Ce que je ne digère pas, c'est que ni sa mère ni sa sœur ne veuillent me donner sa nouvelle adresse. Je ne sais pas ce qu'elles cachent. Je suis certaine en revanche qu'il est inutile que j'insiste. Sa mère m'a lancé un regard presque menaçant quand j'ai abordé le sujet. On va encore avoir à retirer une table dans la classe. Ce n'est pas la première copine que je perds de cette façon. Il serait temps que je comprenne pourquoi leurs parents s'en débarrassent ainsi. Qui pourrait m'expliquer? Personne.
15 septembre 1975
Il m'arrive de repensera Charles. J'ai l'impression que lui savait beaucoup de choses. Une partie de la vérité doit se trouver dans le journal du matin, mais mes parents ne le laissent jamais traîner et ils doivent rendre le précédent pour en avoir un nouveau. C'est, paraît-il, pour économiser le papier.
20 octobre 1975
Ce soir, ma mère m'a annoncé que notre chat avait été écrasé par une voiture. Même si je m'occupais peu de lui, je savais qu'il était là pour moi: certains soirs, il acceptait de rester sur mes genoux. Alors, je lui grattais les oreilles et il m'écoutait parler. Enfin, il faisait comme si et moi, j'avais moins l'impression d'être une folle qui parle toute seule. Quand ma mère me l'a dit, j'ai pleuré et je suis allée m'enfermer dans ma chambre. Pendant le dîner, mon père a déclaré qu'il venait d'apprendre une bonne nouvelle au téléphone: les voisins avaient confondu notre Titou avec un chat errant et Titou était chez eux, sain et sauf J'aurais dû laisser éclater ma joie, mais j'ai repéré une drôle d'expression sur le visage de ma mère.
3 novembre 1975
Encore une fausse nouvelle: notre jeune voisin aurait été enlevé par un "dangereux pédophile". Il s'agit du petit Martin que je garde parfois quand ses parents vont au concert et qui joue avec mon frère au foot.
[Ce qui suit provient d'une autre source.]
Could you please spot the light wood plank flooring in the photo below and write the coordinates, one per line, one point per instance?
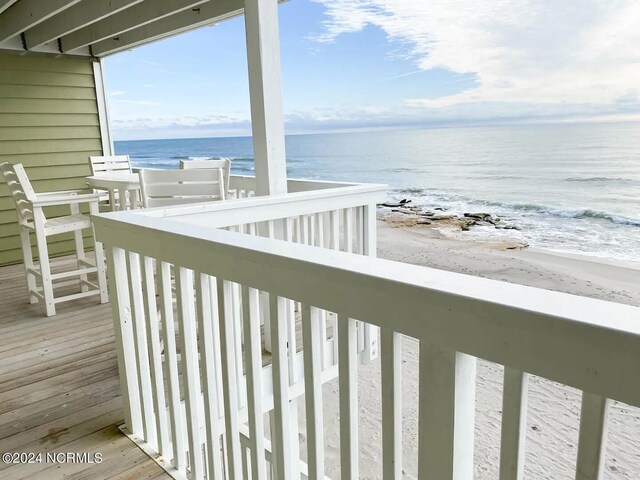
(59, 389)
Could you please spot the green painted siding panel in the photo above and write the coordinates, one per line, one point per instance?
(47, 64)
(18, 77)
(47, 119)
(46, 105)
(46, 146)
(51, 159)
(47, 91)
(48, 133)
(49, 123)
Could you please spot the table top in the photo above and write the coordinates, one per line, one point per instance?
(115, 180)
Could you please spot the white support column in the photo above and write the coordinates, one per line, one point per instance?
(103, 109)
(267, 122)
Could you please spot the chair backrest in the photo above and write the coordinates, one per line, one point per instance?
(175, 187)
(111, 163)
(223, 163)
(21, 190)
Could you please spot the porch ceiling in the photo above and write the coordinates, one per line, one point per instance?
(97, 28)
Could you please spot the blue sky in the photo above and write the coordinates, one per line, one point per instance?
(362, 64)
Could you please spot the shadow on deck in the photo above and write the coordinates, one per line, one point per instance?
(59, 389)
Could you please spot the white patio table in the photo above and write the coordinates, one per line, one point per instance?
(125, 183)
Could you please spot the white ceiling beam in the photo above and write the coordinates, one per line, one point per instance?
(4, 4)
(26, 14)
(14, 45)
(134, 17)
(205, 14)
(74, 18)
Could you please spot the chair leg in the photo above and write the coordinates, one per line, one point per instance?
(28, 264)
(102, 276)
(100, 263)
(80, 255)
(45, 271)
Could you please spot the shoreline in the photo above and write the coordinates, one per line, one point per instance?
(553, 410)
(583, 275)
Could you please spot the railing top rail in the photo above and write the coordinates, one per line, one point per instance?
(586, 343)
(301, 182)
(263, 208)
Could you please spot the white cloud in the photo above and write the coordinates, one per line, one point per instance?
(545, 52)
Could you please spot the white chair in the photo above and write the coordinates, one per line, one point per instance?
(108, 164)
(161, 188)
(31, 219)
(104, 165)
(224, 164)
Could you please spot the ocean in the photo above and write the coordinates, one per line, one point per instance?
(572, 188)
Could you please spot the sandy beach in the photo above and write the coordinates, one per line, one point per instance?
(553, 411)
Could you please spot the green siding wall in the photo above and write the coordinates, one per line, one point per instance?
(49, 123)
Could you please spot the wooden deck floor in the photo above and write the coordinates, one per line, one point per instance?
(59, 389)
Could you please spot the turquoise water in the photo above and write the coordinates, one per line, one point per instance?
(569, 187)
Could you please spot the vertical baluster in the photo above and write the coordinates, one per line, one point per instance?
(312, 229)
(304, 229)
(217, 347)
(334, 230)
(593, 435)
(155, 356)
(514, 420)
(142, 352)
(311, 333)
(391, 366)
(237, 328)
(359, 230)
(245, 462)
(446, 413)
(280, 433)
(348, 230)
(348, 375)
(208, 348)
(229, 377)
(190, 370)
(334, 244)
(171, 367)
(326, 231)
(369, 236)
(264, 302)
(124, 339)
(253, 361)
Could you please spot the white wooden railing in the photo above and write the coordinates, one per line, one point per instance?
(588, 344)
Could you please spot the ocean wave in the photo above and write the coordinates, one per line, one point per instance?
(466, 202)
(597, 179)
(577, 214)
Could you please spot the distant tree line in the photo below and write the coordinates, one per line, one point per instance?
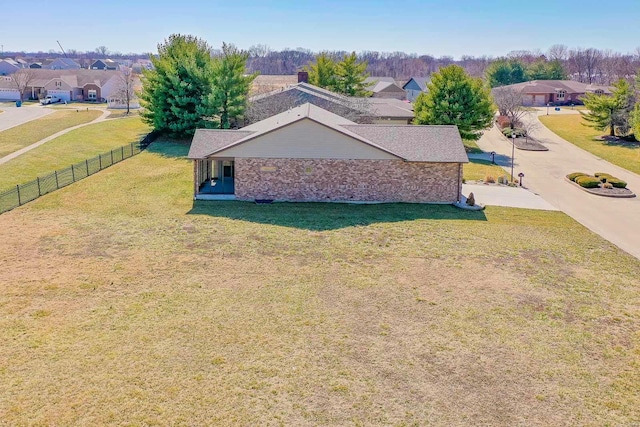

Je ne comprends pas pourquoi ma mère m'en a parlé comme si c'était un fait avéré. Veut-elle nous habituer pour plus tard à des "nouvelles angoissantes, violentes et démoralisantes"?
Gilles dit qu'elle "perd les pédales".
24 novembre 1975
C'est au tour de mon père de jouer avec nos nerfs. Il nous a laissé croire pendant une semaine qu'il avait un cancer et qu'il n'en avait plus pour très longtemps. Gilles m'a prise à part et m'a assuré que notre paternel mentait.
Ce matin, de "nouveaux examens" donnaient raison à mon frère.
25 novembre 1975
Je me repasse le film de ces derniers mois et j'en arrive à cette conclusion: mes parents se sont amusés à nous faire peur pour observer nos réactions. Au jeu de celui qui ne se laisse jamais avoir, c'est mon frère le vainqueur. Et celle qui tombe à chaque fois dans le panneau, c'est moi.